As part of a new project I’m working on, I need to replace a spring with other means of force application, for that I need to measure how much force a certain spring applies. I devised a plan.
Hooke’s law dictates that the force applied by a spring is proportionate to its change in length (either stretched or compressed) relatively to its idle length.
F=-kX , where F is the force applied, k is the spring’s stiffness constant and X is the difference in length (the “-” sign indicates that the force is applied in the opposite direction of the change in length).
This makes our life very easy.
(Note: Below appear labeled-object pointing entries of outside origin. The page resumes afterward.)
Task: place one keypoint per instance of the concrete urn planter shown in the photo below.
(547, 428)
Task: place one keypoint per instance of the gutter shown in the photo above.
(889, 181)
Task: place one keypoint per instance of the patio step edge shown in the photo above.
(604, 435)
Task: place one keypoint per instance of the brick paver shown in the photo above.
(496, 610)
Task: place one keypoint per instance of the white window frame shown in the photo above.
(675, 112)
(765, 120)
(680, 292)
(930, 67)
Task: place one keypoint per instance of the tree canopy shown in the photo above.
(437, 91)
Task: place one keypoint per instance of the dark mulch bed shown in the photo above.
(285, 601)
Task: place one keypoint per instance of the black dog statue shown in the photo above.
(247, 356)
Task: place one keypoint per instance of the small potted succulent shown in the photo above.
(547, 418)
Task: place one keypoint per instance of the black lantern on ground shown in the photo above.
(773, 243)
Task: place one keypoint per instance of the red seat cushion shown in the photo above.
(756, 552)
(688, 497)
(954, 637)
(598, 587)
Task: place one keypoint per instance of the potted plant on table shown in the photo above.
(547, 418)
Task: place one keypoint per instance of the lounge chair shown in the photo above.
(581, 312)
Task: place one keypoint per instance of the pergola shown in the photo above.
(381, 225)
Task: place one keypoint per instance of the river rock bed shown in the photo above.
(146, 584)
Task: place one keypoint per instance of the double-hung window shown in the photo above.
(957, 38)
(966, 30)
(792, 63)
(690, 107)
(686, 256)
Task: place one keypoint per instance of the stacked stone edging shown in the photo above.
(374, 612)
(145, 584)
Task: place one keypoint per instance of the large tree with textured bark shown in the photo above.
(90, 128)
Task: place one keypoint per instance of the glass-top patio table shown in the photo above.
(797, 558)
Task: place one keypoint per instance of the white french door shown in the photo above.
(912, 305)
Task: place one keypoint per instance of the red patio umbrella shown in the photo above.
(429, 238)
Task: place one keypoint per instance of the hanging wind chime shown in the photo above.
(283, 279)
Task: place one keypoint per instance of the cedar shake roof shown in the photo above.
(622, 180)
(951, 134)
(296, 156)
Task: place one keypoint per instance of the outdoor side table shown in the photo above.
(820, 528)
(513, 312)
All we need to do is apply a known amount of force to the spring, measure the difference in length and calculate the the k constant.
Conveniently, I had a 2kg scale weight just lying around (we know that gravity pulls the weight with approx. 19.6N of force), a threaded hook, vice grips and a caliper.
First, I needed to know the idle length of the spring, for that I measured it’s length while not applying any pressure on the spring (important). Next, I put the spring on a hook’s stem between a nut and a washer (for bigger diameter springs use a washer on either side of the spring) and hung the 2Kg weight from it. Notice that the threads are covered with a smooth plastic sleeve to prevent friction from messing with the measurements.
Now I could measure the length of the spring while applying about 2Kg of force (total accuracy is not important), compare it to the idle length and calculate the spring’s constant. After that, I could measure the spring’s length in working configuration and measure the amount of force it applies.
These are my measurements:
Idle length: 2.49cm
Length compressed by 2Kg: 1.53cm
Length in working configuration: 1.37cm
From the above measurements I can derive k: 19.6=k*(0.0249-0.0153) => k=2041.66N/m. And finally, find the force of the spring in working configuration: F=2041.66*(0.0249-0.0137)=22.87N (~2.33Kg).
I have two springs so if I want to replace them, I need to apply about 45.74N or 4.66Kg.